Sunday, 20 April 2025, 6:48 am

    Bloomberry secures P40B syndicated loan for refinancing

    Bloomberry Resorts Corp., led by Enrique K. Razon Jr., on Wednesday announced having successfully signed a P40 billion syndicated refinancing package from a group of banks. The facility, which refinances an existing syndicated term loan secured in February 2019, will help fund the continued development of the company’s Solaire Resort North in Quezon City.

    This marks Bloomberry’s second refinancing exercise in just four months, underscoring the company’s ongoing strategy to optimize its financial position. The new loan carries a 10-year term, maturing in February 2035, with a repayment structure that sees heavier payments concentrated in the final three years.
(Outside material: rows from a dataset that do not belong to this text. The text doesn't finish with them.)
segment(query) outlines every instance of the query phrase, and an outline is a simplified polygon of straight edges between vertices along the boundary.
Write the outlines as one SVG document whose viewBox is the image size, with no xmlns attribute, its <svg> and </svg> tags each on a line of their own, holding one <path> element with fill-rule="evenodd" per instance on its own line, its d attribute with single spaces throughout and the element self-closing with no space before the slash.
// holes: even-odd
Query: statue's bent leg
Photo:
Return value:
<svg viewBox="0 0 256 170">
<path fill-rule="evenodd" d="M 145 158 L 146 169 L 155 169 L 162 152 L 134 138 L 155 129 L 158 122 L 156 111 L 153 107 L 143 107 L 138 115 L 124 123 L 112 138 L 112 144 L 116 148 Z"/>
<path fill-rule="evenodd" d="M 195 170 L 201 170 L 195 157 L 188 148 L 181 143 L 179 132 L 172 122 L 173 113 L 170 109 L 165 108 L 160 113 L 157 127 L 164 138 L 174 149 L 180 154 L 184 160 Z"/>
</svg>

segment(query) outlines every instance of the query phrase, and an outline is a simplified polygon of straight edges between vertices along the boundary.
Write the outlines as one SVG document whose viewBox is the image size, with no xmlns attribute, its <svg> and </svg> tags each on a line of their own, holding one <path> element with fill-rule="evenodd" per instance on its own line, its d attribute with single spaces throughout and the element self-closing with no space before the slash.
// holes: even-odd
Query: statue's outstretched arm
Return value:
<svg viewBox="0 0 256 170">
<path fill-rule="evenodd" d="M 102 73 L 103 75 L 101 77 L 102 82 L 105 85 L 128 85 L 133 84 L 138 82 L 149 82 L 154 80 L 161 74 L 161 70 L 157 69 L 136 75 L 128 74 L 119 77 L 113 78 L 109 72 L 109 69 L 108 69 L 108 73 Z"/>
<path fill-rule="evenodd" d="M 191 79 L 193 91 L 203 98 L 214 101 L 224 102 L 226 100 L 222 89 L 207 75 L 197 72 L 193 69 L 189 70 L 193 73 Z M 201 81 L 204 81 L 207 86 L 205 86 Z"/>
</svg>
Importantly, the interest margin on the new loan is 75 basis points lower than the original package, providing significant cost savings.

    “The refinancing not only reduces our debt service requirements but also positions us to take advantage of potential interest rate cuts in the coming months,” said Razon, Bloomberry chairman and CEO. He emphasized that these actions demonstrate the company’s proactive financial management and commitment to delivering consistent returns to shareholders.

    The syndicate of lenders includes BDO Unibank Inc., Bank of Commerce, Bank of the Philippine Islands, China Banking Corp., Metropolitan Bank and Trust Co., Philippine National Bank, and Union Bank of the Philippines. BDO Capital and Investment Corp. served as lead arranger and sole bookrunner.

    This refinancing strengthens Bloomberry’s position as it continues to expand and develop its integrated resort operations, securing better cash flow and reinforcing investor confidence in the company’s long-term stability.